A trio of architecture graduate students are spending their summer in Keller Center's virtual eLab Summer Accelerator Program, refining their recipe for a British culinary staple, the crumpet. Their startup venture, The Crumpet Society, is a quick-service business model centered on the traditional English griddlecake. 

The team members who hail from China, Turkey, and yes, the UK, chose to focus on the crumpet because the batter consists of simple ingredients that can be locally sourced and altered for varying dietary needs (vegan, gluten free). Crumpets cook quickly and require minimal space and equipment and are adaptable to both savory and sweet varieties.

They did not account for it but discovered over the 10-week Accelerator program how challenging it would be to get a recipe that creates a consistent product. “Because the crumpet is yeast-based, it can be quite temperamental, temperature and timing makes a big impact on the product, so I spent most of the summer honing our recipe,” said UK native Nathaniel Banks. One of the benefits of this year’s eLab being on a remote platform is that the team could spend most of their time in the kitchen. Banks stirred up over 50 batches of crumpet this summer, trying to attain the ideal recipe.

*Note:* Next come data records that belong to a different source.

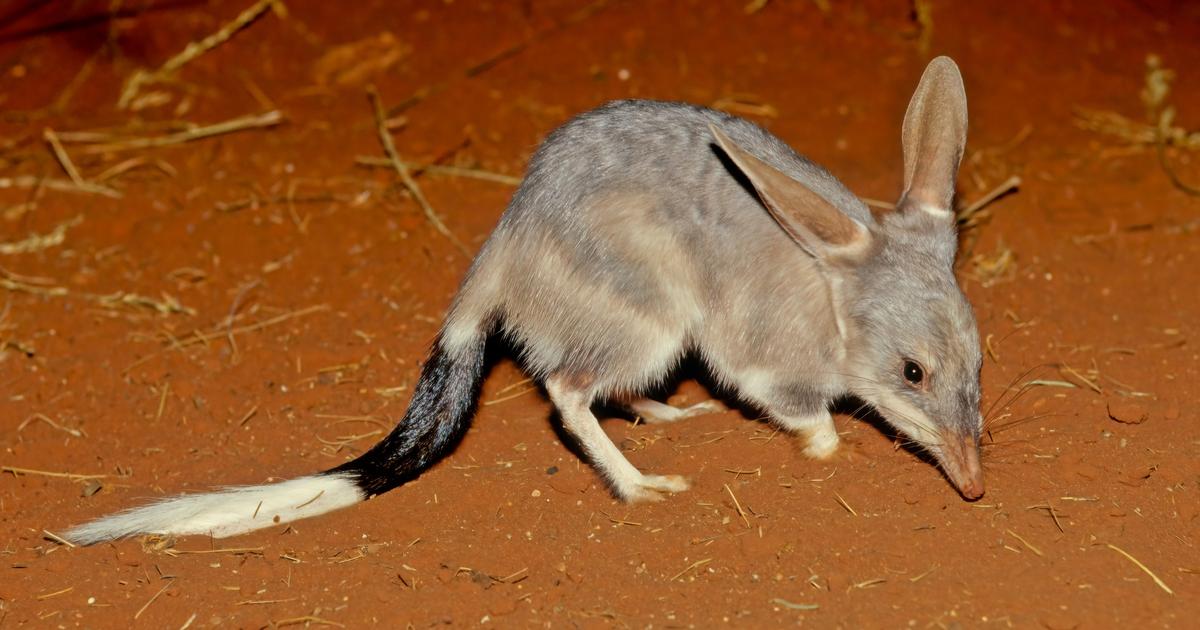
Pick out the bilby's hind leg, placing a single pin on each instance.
(574, 401)
(657, 413)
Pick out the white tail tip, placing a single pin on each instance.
(226, 513)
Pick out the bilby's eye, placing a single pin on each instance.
(913, 372)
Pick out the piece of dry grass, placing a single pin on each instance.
(142, 78)
(30, 181)
(1159, 130)
(406, 177)
(1143, 567)
(36, 243)
(442, 169)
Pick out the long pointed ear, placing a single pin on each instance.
(815, 223)
(935, 131)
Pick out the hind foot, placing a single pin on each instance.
(657, 413)
(649, 489)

Initially, the team was working towards a brick and mortar café-style restaurant. However, as the pandemic hit and restaurants were mandated to close their doors, they did what every good entrepreneur does: pivot and pivot again. “We experimented with an online-delivered service model, but because our crumpets need toasting to be at peak flavor, we went back to a physical infrastructure. We are looking to minimizing the space, so we are not struggling on the high street with giant rents; we are adapting to a networked micro-store space,” said Banks.

“COVID forced us to rethink our business model quite a bit. Because it is a particularly tough period for any food business, we have had to experiment more with how we are going to make the model financially viable and profitable,” Banks explains.

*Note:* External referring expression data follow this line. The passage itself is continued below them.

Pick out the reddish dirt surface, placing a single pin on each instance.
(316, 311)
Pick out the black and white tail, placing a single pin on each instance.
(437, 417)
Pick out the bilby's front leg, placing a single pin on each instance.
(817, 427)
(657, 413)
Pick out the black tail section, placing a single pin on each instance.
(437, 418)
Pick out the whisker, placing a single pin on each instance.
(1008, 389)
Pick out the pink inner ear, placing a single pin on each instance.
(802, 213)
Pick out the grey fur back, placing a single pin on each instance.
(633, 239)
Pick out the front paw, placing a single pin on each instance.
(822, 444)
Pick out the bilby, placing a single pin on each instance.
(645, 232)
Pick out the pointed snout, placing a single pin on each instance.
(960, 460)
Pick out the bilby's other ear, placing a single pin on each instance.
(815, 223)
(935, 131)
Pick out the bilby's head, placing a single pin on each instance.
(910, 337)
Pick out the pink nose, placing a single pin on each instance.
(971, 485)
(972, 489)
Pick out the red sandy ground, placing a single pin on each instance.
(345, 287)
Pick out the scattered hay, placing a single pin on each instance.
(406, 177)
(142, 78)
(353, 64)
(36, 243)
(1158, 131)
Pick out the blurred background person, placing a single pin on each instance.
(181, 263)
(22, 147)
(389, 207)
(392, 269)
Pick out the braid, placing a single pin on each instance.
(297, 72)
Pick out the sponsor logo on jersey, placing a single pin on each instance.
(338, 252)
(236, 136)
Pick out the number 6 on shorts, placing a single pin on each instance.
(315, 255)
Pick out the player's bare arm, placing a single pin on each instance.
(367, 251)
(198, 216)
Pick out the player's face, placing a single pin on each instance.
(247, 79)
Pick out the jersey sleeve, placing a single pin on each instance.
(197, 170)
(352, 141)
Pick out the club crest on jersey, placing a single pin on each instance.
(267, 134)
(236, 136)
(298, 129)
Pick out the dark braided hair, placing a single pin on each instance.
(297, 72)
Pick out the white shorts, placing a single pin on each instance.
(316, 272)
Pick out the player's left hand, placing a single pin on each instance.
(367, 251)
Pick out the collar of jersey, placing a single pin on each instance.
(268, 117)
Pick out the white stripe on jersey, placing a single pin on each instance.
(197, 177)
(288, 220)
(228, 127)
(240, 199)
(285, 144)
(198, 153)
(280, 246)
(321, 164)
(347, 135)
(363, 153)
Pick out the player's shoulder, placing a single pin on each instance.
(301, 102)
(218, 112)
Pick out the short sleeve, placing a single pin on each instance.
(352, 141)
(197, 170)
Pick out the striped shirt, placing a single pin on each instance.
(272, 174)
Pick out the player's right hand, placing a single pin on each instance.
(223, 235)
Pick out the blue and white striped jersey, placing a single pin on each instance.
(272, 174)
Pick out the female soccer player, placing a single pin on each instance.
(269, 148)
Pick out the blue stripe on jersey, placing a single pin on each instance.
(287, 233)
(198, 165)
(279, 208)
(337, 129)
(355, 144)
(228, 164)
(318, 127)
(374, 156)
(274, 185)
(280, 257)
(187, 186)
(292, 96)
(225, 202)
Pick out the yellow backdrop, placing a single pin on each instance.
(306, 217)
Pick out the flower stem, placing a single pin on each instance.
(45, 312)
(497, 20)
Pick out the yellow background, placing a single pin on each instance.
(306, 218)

While Banks does most of the cooking, team members Esra Durukan and Yidian Liu are the brains behind the packaging design and branding. Both are excited to bring their design skills, which they built as architecture students to their venture. They are prototyping packaging that uses minimal sustainable materials to bring a playful, aesthetically pleasing, functional, and instructive element to their brand.

Developing their logo helped the team hit the right tone for their brand. “We originally created a logo which was just a simple illustration of a crumpet, but feedback came in that it looked a bit too biological, almost like a virus, certainly not the right image at this time, so we kept reworking and redesigning until we came up with our current version, the Crumpet Head. This character brings a playfulness to our brand that we hope our customers can connect with and an image that can be customized as our company grows,” Liu explains.

“Although the logo is a little thing, it is extremely important in communicating your brand message.  That is why having these ten weeks in the eLab Accelerator to set the tone for the Crumpet Society has been so valuable. It has given us time to clarify our message of healthy, sustainable, affordable, tasty commuter cuisine that has a playful nature,” states Durukan.

The team has been impressed with how supportive and helpful the local restaurant community has been in helping get their concept off the ground. “We have been pleasantly surprised at how willing the business community in Princeton has been in helping develop a new food business. Whether giving advice or in the case of Sakrid Coffee on Nassau Street, letting us do a little pop-up event in front of their cafe, the network has been extremely supportive,” said Banks. At a recent pop-up event, the team served over 100 crumpets in a little over two hours and received rave reviews from customers on the quality and taste of their product and the aesthetics and feel of their stand.

The team is now preparing for the eLab’s end of program pitch event, Demo Day, taking place on Wednesday, August 12, at 11:30 am.  Although this is eLab's 9th Demo Day, it will be the first time the Keller Center will host the event virtually, allowing for a worldwide audience, possibly attracting some interested investors from across the pond to take a look at this modern take on their beloved breakfast cake.